Saturday, March 22, 2008

Essay Fifty Eight, age 62, 2008: Loss of over $765,000m Teaching in Eloy, Arizona and meeting two Lunatic Women

The losses continued into 2008, during a time when I was working for A. Nonymous, an attorney friend/lover of mine who I met some years before. He had acted as my attorney to squash some abuse I was getting from a small minded and small statured principal named Kelleher. He was an absolute ass, who seemed intent on making my teaching career into hell everyday. With A.Nonymous's help, I defeated him, paying Peter $600 to do it. After it was over, I wrote this man a letter that began “You are a little man in a little suit: stay away from me.” and continued to berate him for his idiocy and his bully tactics. Needless to say, he never bothered me again, but the entire incident was very distressing. If you remember, I told you all about it earlier.

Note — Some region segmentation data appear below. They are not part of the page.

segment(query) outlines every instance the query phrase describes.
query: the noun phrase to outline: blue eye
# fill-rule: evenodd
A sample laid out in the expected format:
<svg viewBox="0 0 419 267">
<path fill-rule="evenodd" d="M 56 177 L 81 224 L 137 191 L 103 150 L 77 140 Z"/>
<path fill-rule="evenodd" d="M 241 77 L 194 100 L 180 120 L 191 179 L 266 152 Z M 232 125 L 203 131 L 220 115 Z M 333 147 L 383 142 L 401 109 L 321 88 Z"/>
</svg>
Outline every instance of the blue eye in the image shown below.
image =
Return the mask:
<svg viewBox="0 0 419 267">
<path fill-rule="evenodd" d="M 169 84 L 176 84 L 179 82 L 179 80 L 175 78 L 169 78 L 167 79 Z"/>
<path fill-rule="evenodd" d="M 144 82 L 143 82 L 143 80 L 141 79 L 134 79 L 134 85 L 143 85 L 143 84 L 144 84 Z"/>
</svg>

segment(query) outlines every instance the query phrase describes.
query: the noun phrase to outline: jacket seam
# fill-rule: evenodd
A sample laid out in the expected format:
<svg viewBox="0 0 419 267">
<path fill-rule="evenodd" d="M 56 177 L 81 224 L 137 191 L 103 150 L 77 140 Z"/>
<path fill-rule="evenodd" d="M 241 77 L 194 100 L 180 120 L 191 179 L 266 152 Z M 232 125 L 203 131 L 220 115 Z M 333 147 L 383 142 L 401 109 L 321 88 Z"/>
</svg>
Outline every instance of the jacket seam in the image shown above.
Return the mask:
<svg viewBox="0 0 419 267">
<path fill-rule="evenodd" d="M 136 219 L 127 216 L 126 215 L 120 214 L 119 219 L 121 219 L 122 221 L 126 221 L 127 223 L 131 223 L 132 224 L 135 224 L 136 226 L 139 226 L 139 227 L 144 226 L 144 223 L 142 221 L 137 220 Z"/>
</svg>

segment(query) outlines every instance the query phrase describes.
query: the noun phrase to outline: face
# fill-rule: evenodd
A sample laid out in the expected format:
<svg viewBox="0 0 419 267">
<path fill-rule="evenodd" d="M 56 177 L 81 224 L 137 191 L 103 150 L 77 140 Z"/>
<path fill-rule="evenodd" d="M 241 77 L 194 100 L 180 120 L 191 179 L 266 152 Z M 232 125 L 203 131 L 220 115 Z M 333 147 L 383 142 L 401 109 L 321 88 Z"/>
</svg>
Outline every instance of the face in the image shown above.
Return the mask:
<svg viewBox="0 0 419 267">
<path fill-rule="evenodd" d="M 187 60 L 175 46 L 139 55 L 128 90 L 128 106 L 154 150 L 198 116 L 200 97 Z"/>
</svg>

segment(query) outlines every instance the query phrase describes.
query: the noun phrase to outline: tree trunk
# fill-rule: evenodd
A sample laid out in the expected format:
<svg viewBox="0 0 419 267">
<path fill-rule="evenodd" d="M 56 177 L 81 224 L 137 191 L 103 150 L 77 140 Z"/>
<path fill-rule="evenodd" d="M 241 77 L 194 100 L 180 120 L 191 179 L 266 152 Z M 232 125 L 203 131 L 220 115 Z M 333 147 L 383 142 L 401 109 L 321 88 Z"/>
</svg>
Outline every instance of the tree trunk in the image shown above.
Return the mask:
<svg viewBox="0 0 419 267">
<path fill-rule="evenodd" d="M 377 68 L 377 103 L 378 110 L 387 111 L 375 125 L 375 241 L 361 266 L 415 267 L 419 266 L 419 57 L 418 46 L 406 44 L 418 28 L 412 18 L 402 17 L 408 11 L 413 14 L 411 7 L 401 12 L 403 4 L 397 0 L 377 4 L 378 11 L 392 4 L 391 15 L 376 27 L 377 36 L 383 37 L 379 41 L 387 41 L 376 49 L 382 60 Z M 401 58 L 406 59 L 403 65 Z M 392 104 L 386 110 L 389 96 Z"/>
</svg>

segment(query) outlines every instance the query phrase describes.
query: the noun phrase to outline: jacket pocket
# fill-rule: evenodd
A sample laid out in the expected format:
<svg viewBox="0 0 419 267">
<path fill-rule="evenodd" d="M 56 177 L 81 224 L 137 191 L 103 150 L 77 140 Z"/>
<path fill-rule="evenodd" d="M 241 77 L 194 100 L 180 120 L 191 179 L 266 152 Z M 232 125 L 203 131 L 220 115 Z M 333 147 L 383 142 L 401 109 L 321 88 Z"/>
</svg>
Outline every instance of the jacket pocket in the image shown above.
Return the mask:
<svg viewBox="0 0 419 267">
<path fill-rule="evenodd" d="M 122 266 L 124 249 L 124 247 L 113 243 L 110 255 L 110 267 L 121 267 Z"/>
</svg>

At any rate, A.Nonymous renewed contact with me, proposing that I take the bar, pass it, and work with him in his home-based practice. He also wanted me to ultimately manage his Temecula office. He had a satellite office there, with just a phone for the relay of messages. There was no staff there at all. His practice was centered on his home office, where his common law wife, M., did all his secretarial work. She had met him years ago when he was a pharmacist. She helped him get through law school, the same law school I had attended. Without her support, which gave him the time he needed to take the bar exam five or so times until he finally passed, he would not have been able to become a practicing attorney. She was a key figure in his practice, taking care of the client files and computer scheduling and billing. He did a huge business and became the main workers compensation attorney in the county. He got good settlements for his clients and had accrued at least three and maybe five million in reserve cash invested. His home was a large one in a prestigious neighborhood of Riverside.
A.Nonymous had taken the bar exam more than a few times, as I had done also. He finally passed and began to take on workers compensation cases. He is now the busiest workers comp attorney in the county. He is a big man, an Irish looking Jew from New York. He got a degree in pharmaceutical science first, but the years of being a pharmacist were boring to him, so he grabbed the chance to go to law school. At any given time, he has about 200 cases underway. He arranged for me to work at his home office while also reviewing for the bar exam. He wanted me to join his practice. But the money he paid me was so little, and the practice in his home was too cluttered with a collection of women. He had his wife, a live in housekeeper/legal researcher, and a part time assistant as well. As for me, he had an interest other than work. He and I had a few intimate encounters and he liked to say that I was an "acquired taste", whatever that meant. I took it to mean that I was, as he also said, "difficult". In his view, I was not suitable to work for any employer: I was too independent, too outspoken and too argumentative. It is true I have little tolerance for stupidity and pettiness, which seem to be too prevalent an aspect of the temperaments of employers. The arrangement did not last very long. Just long enough for him to capture me in his upstairs exercise room, and take me to the floor. And just long enough for him to waste his money on helping me pass the bar exam, since I made an even lower score than I had made before. It was pathetic. I did not care anymore. After all, if I passed the damn thing, what was my reward? Nothing more than a license to go to work and work harder than before. There would be no pot of gold, though he claimed that I could earn a million in the first couple of years of practice. I frankly doubted that. The economy had put thousands of attorneys out of work: there were many of them selling products or waiting tables.